By the end of the thrill, and too many critics note or stress only the movie’s thrills, dismissing its philosophy, depth and meaning, older Stella—who masks her youthfulness—starch Lisa—who reserves and taps her bravery—and Jeff—who tenses against his greatest strength; his vulnerability—rise and shine despite the terror of helplessness and powerlessness. Each exhibits real, heroic courage in exhausting and fabulous displays of athletic rationality. The unlikely, outwardly timid trio act in unity and harmony toward making the world better, stronger and more rational through realizing a romantic, realistic sense of life.
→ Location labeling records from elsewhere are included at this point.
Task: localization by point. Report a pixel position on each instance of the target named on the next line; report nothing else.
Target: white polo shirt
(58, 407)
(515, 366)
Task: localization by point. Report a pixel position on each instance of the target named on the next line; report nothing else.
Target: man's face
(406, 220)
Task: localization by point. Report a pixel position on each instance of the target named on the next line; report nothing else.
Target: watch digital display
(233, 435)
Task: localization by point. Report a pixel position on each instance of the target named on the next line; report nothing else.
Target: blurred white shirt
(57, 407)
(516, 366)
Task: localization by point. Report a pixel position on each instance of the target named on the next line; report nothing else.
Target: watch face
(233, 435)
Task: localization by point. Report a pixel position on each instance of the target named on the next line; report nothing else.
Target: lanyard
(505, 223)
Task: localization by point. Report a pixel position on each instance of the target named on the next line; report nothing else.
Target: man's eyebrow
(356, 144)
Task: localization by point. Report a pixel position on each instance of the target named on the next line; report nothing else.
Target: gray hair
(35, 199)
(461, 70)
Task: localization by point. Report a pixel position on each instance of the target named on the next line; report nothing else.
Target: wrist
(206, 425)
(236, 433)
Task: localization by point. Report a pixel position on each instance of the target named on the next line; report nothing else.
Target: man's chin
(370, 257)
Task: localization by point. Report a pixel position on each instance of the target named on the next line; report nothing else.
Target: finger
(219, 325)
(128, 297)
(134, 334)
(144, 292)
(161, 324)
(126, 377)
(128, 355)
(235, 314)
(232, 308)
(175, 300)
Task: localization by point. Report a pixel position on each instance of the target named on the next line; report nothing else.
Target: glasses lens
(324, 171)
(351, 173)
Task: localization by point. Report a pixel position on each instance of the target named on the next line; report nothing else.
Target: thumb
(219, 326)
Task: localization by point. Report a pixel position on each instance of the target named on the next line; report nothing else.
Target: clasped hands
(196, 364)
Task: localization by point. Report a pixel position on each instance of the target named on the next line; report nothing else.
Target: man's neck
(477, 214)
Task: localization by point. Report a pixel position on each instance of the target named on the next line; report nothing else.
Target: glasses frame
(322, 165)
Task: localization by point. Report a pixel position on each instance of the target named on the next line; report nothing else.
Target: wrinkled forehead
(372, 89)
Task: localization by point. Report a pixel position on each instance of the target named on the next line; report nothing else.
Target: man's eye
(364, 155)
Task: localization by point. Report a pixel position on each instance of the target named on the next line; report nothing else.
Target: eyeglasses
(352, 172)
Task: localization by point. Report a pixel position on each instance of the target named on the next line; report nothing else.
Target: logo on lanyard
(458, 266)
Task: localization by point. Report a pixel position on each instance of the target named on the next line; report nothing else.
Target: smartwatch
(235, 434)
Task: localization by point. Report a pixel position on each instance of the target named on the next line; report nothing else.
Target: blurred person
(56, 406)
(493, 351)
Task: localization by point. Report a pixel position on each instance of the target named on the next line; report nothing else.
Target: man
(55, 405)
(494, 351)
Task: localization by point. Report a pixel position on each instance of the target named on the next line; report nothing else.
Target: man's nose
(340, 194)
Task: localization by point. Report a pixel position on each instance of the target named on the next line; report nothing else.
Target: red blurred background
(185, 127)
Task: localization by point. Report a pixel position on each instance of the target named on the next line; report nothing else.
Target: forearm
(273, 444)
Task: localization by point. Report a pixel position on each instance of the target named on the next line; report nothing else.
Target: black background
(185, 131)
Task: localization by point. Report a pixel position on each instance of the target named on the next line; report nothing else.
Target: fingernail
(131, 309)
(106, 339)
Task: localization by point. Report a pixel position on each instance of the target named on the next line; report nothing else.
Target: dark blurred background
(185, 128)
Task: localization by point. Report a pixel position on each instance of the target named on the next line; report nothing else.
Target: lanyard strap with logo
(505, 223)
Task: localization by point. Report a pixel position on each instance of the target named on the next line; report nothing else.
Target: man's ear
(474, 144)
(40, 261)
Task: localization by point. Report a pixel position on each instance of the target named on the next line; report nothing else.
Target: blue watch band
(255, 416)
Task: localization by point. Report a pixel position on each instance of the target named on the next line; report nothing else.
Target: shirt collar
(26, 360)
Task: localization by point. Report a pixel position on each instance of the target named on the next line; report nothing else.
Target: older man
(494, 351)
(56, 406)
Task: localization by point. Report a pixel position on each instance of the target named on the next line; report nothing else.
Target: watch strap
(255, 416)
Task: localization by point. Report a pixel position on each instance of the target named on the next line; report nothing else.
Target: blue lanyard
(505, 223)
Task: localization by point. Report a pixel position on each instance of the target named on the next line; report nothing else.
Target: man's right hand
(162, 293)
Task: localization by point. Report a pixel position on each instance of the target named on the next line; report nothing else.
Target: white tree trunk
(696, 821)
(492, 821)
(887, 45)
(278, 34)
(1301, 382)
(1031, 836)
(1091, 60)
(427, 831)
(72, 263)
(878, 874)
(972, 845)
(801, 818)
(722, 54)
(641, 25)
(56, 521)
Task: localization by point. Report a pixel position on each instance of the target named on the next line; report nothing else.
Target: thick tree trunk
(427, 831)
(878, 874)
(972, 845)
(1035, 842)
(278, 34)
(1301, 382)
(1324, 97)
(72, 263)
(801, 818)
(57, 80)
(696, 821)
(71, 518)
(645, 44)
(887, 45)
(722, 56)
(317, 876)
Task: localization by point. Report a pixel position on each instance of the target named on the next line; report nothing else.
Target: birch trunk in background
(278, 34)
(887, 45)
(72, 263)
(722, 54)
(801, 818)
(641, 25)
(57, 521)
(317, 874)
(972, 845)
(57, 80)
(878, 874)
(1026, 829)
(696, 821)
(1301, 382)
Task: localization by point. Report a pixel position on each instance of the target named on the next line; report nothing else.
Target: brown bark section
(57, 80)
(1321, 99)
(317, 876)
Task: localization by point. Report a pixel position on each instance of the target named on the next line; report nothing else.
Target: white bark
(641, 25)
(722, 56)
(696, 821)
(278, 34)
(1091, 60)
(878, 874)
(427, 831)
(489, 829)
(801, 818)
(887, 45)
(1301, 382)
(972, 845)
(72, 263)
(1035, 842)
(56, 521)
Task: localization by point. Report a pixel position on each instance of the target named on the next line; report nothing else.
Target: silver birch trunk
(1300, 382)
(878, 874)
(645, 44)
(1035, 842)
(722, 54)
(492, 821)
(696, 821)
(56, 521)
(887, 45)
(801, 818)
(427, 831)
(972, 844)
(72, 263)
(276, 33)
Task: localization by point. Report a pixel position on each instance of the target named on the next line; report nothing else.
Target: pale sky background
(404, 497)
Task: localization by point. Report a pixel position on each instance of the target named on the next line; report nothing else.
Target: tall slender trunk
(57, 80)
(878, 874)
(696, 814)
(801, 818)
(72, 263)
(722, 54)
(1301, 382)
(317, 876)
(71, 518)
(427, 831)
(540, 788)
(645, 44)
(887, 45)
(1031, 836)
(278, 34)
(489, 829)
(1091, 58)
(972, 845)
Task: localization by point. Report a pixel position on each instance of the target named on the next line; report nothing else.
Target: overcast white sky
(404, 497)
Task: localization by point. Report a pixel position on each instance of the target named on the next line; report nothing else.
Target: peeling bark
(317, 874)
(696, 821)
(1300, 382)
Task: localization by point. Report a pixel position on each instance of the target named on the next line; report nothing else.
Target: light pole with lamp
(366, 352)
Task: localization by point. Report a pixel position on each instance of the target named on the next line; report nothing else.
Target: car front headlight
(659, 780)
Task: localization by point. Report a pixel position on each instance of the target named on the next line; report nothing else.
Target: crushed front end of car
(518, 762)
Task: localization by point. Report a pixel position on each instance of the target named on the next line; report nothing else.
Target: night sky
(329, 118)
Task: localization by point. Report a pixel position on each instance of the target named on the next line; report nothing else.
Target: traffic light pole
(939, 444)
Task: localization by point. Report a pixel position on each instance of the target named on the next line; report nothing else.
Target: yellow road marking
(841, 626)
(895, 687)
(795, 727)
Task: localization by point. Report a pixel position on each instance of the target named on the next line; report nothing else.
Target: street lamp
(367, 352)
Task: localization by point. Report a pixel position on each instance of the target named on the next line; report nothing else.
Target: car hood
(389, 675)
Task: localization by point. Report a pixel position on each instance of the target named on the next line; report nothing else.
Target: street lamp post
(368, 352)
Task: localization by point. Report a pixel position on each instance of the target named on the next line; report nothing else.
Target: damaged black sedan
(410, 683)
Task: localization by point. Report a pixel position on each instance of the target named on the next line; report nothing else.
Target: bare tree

The proof lies in the neighborliness which pays off when Jeff is in peril at the end of the story—possibly the end of his life—as the world gloriously and with everyone suddenly in love with life becomes one in which he wants to belong. Rear Window in this sense tantalizes the senses. It makes you want to live here—with a perspective which urges you to accept color, light and love in the dingiest backends—and, awash in everything bad, good and mediocre, Rear Window makes you want to be alive.
I should be used to it by now, but your insights into "Rear Window" leave me awestruck. Not that I agree with you, but because I had no idea. It has been a long, long time since I saw "Rear Window", but my memory of it is one of several Hitchcock thrillers that are always good and interesting, but not terribly philosophical or having much more than surface entertainment value. It appears I am seriously wrong about that, and I am going to see if I can find it to watch it again tonight. Thank you, once again, for your deep analysis of something that can bring much more value to my life.